After locking the gas nozzle in place, she climbs back in the car.
“It’s cold,” she says.
“Yeah.” I notice she doesn’t have a coat. I offer my own.
Dylan marches towards the hamster, inspects it, pokes it with his pencil and sniffs. The teacher tells him to step away, but he picks it up and hurls it at me. I shriek and fall to the floor, my head colliding with the side of a bookshelf. As I fall, I see my mother’s horrified face from the classroom door.
The tank is full.
“Honey, I have to go inside to get the receipt.” I nod.
She smiles, then turns around and heads towards the adjoined shop. I close my eyes as I lean against the headrest. I’m sitting there for what seems like an eternity when I hear a knock on my window. I turn my head – it’s not my mother.
I’ve just fallen into a bookshelf. I’m sobbing, screaming for my mom, and suddenly she’s there, like always. I collapse into her arms and she holds me, massaging my head. She’s not looking at me –her eyes, like a hawk, are trained on Dylan, who stands at the other end of the room, sucking on his finger. He doesn’t look ashamed. He looks fascinated.
There’s a man knocking on my window, motioning for me to talk to him. I unroll the window a crack.
“Hey there, young man,” he says. “Would you mind helping me out with something?”
“No, thanks,” I say.
“Aww, c’mon, big guy. It’ll only take a little bit.”
His lip is twitching, and his grin is a little too wide for my liking. I manage another small, “no, thank you.”
“No? C’mon! It’ll just take you a few moments. My car is acting up –”
“Then go ask the gas station attendant,” I say. The man looks perplexed and in his eyes, there’s an indescribable hunger. I imagine this man burning the soles of a dog’s feet. I roll the window back up, but I can still hear his gravelly voice.
“C’mon. Why don’t you just unroll the window all the way? I’m sure your mommy won’t mind.” I haven’t called my mother “mommy” since preschool –
– where I am now be carried out of the classroom by my mother. She’s cradling me in her arms, whispering that it’s going to be okay. I see Dylan being reprimanded in the corner, but he is avoiding the teacher’s punishing gaze. I grab my mother’s neck to feel her pulse. I match it with my own.
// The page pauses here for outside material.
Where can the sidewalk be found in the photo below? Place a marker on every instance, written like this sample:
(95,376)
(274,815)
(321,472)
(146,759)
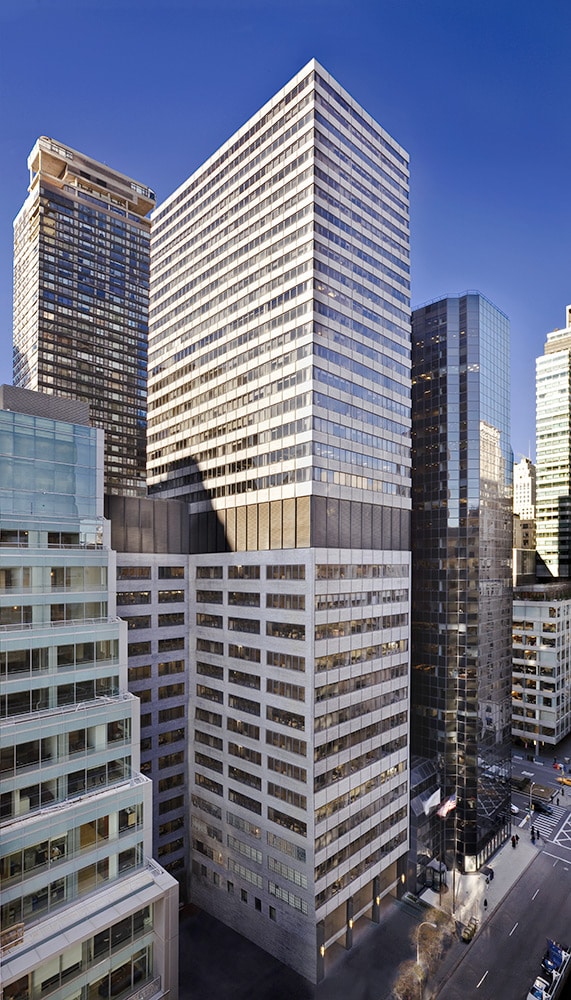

I’ve managed to ignore the pounding in my head as I climb over the console into the driver’s seat. I turn behind me – the man is now tapping rapidly on the window.
“C’mon, kid, you look what, junior high age? You know how to fix a car! Just step on out of the car and help me, will you?” I’m terrified. I look down at my feet, and I see–
–a dead hamster. Dylan is screaming at me about burning the soles of his dog’s feet. I’m sobbing, looking frantically around for my mother, where is my mother, my mommy?
A voice interrupts everything: “Get away from my car.”
My mother has appeared by the car, her hawk eyes targeting the man. He backs up.
“Sorry, ma’am, I didn’t mean to cause any trouble.”
“Yeah, I bet you didn’t. Get away from here.” I look out the window at my mother, her neck straining with rage – I don’t know of whom I should be more terrified. The man walks sheepishly back to his car, his arms raised in surrender.
“Ma’am, I just wanted to talk to your son and –”
“GET AWAY FROM MY CAR.” With that the man hobbles away. My mother hops back into the car, puts it into drive and speeds out of the gas station.
Only when we’re safely on the highway do I realize that she’s trembling too. I grab her hand and squeeze.